La force de préhension est depuis longtemps utilisée comme indicateur de fragilité physique chez les personnes âgées. Une prise affaiblie est associée à un risque accru de chutes, d'hospitalisations et de mortalité précoce. Ce phénomène était jusqu'ici principalement attribué à la dégradation des muscles et des nerfs du bras.

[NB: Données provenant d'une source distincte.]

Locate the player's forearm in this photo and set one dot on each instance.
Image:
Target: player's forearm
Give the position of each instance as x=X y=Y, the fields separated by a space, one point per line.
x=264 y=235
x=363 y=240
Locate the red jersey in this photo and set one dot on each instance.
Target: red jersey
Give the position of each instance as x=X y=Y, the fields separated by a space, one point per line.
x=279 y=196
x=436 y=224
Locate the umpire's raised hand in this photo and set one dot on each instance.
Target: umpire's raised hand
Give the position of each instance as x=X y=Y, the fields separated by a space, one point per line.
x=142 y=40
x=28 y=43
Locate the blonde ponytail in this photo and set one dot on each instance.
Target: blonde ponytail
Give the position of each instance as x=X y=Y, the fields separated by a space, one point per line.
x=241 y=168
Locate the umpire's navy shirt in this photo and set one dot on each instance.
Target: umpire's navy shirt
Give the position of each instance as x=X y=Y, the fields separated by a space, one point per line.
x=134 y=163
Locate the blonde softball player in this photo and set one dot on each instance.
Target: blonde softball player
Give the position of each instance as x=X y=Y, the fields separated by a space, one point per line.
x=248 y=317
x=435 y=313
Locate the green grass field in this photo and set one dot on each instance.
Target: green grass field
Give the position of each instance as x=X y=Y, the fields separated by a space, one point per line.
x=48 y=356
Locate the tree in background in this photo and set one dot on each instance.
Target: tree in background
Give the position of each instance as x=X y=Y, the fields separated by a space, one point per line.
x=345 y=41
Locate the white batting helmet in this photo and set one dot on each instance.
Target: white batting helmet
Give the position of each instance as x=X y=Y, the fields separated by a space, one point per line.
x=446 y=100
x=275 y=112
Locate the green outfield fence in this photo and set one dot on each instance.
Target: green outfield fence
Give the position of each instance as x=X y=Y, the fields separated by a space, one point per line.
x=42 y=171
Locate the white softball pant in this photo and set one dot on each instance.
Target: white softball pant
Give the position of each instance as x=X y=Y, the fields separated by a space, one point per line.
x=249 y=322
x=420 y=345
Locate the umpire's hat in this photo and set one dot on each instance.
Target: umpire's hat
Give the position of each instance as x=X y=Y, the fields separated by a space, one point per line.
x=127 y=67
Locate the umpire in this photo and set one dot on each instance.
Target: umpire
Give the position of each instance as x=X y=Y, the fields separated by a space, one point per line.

De nouvelles recherches suggèrent que ce tableau est trop réducteur. Les chercheurs ont demandé à des adultes âgés en bonne santé d'effectuer deux tâches dans un scanner IRM en utilisant leur main non dominante. Ils ont ensuite analysé le connectome fonctionnel de chaque participant, c'est-à-dire la carte des communications entre les différentes régions du cerveau. Cette carte s'est révélée individuellement reconnaissable, à la manière d'une « empreinte cérébrale ».
Les réseaux moteurs comme marqueurs de fragilité
Des connexions précises au sein des régions cérébrales motrices et des réseaux attentionnels permettaient de prédire la force maximale de préhension d'un individu. Une connectivité fonctionnelle plus élevée dans ces réseaux correspondait à une force musculaire mesurée plus importante. Cela laisse supposer qu'une partie de la fragilité physique liée à l'âge prend racine dans la façon dont le cerveau tisse ses connexions, et pas seulement dans le muscle lui-même.
Une réserve s'impose : il s'agit d'une association, non d'une relation de causalité. Cette seule étude ne permet pas de déterminer si c'est le cerveau qui conditionne la force de préhension, ou si les deux sont influencés par un mécanisme commun du vieillissement. Du point de vue de la longévité, il est néanmoins notable que le connectome pourrait constituer un signal précoce de déclin physique, avant même que la faiblesse musculaire ne devienne cliniquement visible.
L'IRM comme outil de prédiction de la vulnérabilité physique
Ces résultats ouvrent la voie à l'utilisation des images cérébrales pour anticiper la fragilité physique, ce qui permettrait d'intervenir plus tôt, par exemple grâce à un programme d'exercice ciblé ou d'autres stratégies adaptées. L'étude portait spécifiquement sur des adultes âgés en bonne santé ; dans quelle mesure ces conclusions s'appliquent à des personnes déjà fragiles ou atteintes de pathologies neurologiques reste à préciser.